Os dois grandes cinemas, o Marabá na rua do Rosário e o Ipiranga na rua Barão, ponto de encontro obrigatório nas sessões de sábados. As agitadas brincadeiras dançantes no Clube Jundiaiense e no Grêmio da Rangel. A saída da missa matinal aos domingos, tanta gente graciosa e elegante. A “caipirinha” do Bar Redondo, os salgadinhos do restaurante Dada, a batida de coco e o “croquetinho” do Haiti, o filé com fritas da Cantina Jundiaiense.
Os bares da noite. Ah! Os bares de então.
O Saveiro com suas cortinas vermelhas, que reluziam no copo de campari “on the rock”. O creme de aspargos, na madrugada fria. O bar do Lula com seu incomparável sanduíche de pernil. O Mirim Dog com seus deliciosos lanches. O aconchegante Shangri-la. O Zé do Papagaio. O Urso Branco. O nostálgico Bar da Vela do incansável Zinho com suas pescadas brancas grelhadas na brasa..O Ponto Chic. A Lanchonete Brasília. Saveiro, Cantina jundiaiense, A Paulicéia, Dada, Haiti, Urso Branco, o ETC.
E, ao abrir este álbum da memória, chegamos na página do Crystal Chopp. Rua do Rosário, 411. Ambiente que excitou as noites de Jundiaí.
Por ali, tivemos contato mais próximo com grandes nomes do nosso cancioneiro popular.
O charmoso Crystal era passagem e parada obrigatória. Sua porta aberta não só revelou, mas deu oportunidade, no seu palco, o prazer de se conhecer jundiaienses, de enorme talento musical.
Grandes noites com o sempre Dorival Amadi, o Dori do “camaro vermelho”. A expressiva Jane Prado. A eterna beleza de Sofia. O violão mágico do Neguinho. A adorável Tina e seu piano romântico. Não se podendo esquecer do saudoso Nonô e seu conjunto.
A mesa simples, o papo descontraído, o saboroso petisco, o gostoso aperitivo estão atraindo gente de todas as idades e paixões. Basta estar num destes lugares para sentir a palpitação das vidas individuais. Não há modismos, nem melindres.
Gente de todas as cores, raças e amores.
O tempo transcorreu, mas por certo dá voltas nas coisas boas. Para mim e tantos outros amigos, este tempo jamais foi esquecido.
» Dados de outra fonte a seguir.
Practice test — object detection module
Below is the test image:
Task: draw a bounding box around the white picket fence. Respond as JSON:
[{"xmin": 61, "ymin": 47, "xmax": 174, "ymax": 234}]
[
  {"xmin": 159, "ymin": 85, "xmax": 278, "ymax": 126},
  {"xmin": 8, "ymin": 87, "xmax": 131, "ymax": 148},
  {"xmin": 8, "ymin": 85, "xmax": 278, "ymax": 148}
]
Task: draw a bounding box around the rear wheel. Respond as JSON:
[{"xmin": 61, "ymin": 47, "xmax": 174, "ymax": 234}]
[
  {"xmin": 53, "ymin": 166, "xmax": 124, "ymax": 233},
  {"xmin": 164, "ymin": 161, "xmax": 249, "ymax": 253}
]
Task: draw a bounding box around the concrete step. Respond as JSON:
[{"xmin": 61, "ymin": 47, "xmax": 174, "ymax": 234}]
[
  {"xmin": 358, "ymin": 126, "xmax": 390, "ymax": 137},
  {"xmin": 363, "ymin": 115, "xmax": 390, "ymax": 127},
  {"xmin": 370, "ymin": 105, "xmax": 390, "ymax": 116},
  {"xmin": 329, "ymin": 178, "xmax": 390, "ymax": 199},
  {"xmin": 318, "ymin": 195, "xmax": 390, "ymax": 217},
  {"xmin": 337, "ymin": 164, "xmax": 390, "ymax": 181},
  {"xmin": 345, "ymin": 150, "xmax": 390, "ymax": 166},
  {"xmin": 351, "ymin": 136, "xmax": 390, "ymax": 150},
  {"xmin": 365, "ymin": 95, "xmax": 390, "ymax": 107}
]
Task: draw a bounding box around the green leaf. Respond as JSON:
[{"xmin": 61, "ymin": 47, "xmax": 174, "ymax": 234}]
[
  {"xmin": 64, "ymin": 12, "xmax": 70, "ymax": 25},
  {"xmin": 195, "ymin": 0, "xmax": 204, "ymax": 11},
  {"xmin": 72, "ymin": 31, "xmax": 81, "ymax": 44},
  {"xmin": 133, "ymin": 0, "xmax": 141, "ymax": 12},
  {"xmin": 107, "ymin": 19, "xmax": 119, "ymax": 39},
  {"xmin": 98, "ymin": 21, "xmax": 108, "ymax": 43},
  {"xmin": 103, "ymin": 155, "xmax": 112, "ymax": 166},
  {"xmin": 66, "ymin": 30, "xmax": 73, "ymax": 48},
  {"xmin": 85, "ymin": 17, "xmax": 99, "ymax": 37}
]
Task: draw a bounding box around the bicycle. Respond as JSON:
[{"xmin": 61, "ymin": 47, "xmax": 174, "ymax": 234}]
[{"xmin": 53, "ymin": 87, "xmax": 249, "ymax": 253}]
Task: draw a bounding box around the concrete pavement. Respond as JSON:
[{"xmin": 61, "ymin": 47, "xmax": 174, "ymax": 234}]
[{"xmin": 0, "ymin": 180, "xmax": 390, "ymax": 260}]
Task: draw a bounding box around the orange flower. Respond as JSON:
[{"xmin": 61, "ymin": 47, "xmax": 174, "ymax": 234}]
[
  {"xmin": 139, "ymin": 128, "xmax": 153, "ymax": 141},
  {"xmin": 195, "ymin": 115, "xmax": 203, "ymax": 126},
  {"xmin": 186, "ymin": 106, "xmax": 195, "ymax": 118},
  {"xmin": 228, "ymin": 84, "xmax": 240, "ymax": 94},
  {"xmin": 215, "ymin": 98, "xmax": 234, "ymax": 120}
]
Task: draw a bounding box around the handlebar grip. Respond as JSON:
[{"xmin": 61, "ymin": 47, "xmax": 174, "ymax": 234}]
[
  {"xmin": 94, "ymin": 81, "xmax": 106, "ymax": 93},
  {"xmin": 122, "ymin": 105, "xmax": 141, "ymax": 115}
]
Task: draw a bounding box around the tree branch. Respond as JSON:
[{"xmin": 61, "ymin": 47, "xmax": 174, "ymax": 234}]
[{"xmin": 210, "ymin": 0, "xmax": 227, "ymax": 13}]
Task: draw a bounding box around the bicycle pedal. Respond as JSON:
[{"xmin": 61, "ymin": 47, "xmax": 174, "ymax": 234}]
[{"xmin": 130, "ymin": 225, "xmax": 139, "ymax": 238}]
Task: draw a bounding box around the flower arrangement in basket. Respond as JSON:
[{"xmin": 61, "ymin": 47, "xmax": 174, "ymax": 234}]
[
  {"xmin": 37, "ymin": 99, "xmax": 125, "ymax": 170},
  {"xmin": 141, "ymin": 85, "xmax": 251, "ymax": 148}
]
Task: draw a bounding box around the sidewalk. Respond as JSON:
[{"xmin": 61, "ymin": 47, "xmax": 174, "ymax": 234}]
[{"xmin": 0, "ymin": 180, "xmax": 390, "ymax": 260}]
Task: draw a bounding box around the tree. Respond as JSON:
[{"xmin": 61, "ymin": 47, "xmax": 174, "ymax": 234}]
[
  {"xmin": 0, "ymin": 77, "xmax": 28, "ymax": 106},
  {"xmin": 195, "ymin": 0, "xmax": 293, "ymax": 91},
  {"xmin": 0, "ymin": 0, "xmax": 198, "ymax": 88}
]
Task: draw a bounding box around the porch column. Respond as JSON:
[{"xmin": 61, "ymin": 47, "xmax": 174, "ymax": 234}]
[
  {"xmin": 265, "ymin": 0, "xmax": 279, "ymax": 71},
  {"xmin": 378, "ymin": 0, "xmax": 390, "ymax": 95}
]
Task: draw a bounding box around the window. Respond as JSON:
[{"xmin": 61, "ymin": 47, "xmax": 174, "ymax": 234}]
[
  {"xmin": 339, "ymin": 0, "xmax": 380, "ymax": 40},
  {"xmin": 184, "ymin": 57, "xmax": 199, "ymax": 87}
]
Estas suaves lembranças nos fazem sentir que ainda a vida merece ser vivida com o fervor de cada momento. Centro Histórico, que faz parte da minha própria história pessoal afetiva e acredito da maioria da população da cidade. Precisamos nos reencontrar nestes tempos. Tempos que me deram felicidade, quando mais ansiávamos por ser feliz.